Advance care planning re-imagined: a needed shift for COVID times and beyond

The essence of the paper examined the weaknesses of existing ACP practice and recommended that health and social care professionals find out what matters to people before asking any other questions about ACP. This gives professionals the opportunity to provide care that fits with patient’s wishes.

Following debate regarding the limitations of ACP as currently practiced , and the need to expand conversations to address what is important in a person's life, led to development of the 'What Matters'  Charter. Alongside this, the group raised funds for 2 films. The first supports the Charter and the second is a film for professionals offering advice on how to have 'What Matters' conversations. Feedback on the Charter and the films has been gathered from a wide range of groups, including people working with homelessness, the Ambitions Partnership for End of Life Care, primary care networks and others.

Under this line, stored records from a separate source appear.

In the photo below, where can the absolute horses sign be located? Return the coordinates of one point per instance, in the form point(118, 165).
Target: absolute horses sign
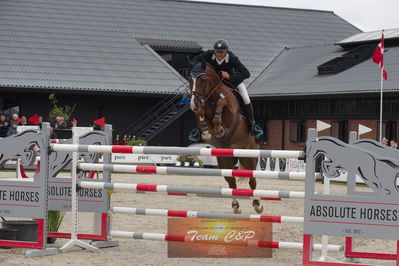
point(371, 214)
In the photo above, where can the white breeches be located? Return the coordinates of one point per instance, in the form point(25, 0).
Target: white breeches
point(244, 93)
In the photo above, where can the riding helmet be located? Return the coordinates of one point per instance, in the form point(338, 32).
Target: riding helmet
point(221, 45)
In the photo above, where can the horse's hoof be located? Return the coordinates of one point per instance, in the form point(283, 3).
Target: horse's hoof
point(206, 135)
point(220, 134)
point(258, 209)
point(236, 211)
point(257, 206)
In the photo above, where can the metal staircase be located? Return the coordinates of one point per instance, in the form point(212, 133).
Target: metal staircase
point(159, 117)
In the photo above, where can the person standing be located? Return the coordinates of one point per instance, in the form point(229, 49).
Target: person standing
point(3, 126)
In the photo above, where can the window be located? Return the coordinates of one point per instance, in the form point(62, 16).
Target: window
point(389, 129)
point(340, 130)
point(298, 130)
point(264, 125)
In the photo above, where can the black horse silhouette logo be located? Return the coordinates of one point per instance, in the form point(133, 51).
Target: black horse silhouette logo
point(377, 170)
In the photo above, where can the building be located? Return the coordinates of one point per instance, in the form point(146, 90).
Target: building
point(127, 60)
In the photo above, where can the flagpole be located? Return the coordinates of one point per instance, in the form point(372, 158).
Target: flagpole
point(381, 101)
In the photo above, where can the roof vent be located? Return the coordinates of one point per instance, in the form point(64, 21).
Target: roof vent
point(347, 60)
point(171, 45)
point(336, 65)
point(361, 52)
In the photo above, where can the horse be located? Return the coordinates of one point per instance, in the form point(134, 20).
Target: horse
point(221, 124)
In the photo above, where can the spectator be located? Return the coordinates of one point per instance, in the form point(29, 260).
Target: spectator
point(384, 141)
point(40, 121)
point(185, 100)
point(24, 121)
point(393, 144)
point(12, 130)
point(14, 118)
point(52, 133)
point(3, 126)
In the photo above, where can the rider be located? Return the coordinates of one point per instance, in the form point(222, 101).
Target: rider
point(230, 67)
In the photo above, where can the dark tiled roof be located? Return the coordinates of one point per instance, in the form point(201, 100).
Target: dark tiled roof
point(294, 72)
point(93, 44)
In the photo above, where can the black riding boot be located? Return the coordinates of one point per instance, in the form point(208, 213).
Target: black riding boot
point(250, 115)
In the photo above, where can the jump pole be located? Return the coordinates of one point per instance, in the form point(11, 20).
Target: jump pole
point(251, 243)
point(166, 170)
point(219, 192)
point(200, 214)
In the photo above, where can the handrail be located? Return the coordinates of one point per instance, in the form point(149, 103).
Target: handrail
point(156, 113)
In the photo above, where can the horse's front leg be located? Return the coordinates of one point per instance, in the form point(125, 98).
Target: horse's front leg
point(217, 119)
point(205, 134)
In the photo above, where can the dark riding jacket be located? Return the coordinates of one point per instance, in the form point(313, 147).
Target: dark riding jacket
point(237, 71)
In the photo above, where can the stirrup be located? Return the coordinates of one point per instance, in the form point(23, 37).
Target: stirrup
point(258, 131)
point(194, 135)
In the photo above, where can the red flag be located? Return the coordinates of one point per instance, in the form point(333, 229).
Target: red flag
point(34, 119)
point(100, 122)
point(378, 57)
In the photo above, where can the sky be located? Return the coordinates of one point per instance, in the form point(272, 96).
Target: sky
point(367, 15)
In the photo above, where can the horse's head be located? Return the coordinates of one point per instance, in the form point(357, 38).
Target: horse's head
point(203, 83)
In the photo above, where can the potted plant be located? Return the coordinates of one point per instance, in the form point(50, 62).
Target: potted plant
point(58, 110)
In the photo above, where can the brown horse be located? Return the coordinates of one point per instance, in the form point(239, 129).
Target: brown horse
point(221, 124)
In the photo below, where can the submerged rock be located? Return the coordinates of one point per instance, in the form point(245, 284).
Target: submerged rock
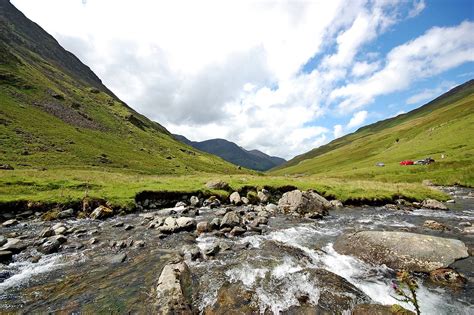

Our hope is that we can change the nature of ACP. Perhaps a better title would be 'Planning Ahead?'. At the heart of this is having 'What Matters' conversations. If we know what is important to people, what really matters to them, we can make sure that our care is focussed around supporting a good life until the end. A positive outcome would be to see a significant increase in the current 5% of people having such conversation.

The members of the group have found the time spent discussing broad issues about end of life care extremely valuable. We hope we are over the worst of the pandemic, particularly as a vaccine become more widely available. Going forward, we have decided to continue meeting. Having a open forum helps to coordinate and join up the efforts of many organisations. We feel, in spite of the busyness of our lives, that our conversations are  worth continuing.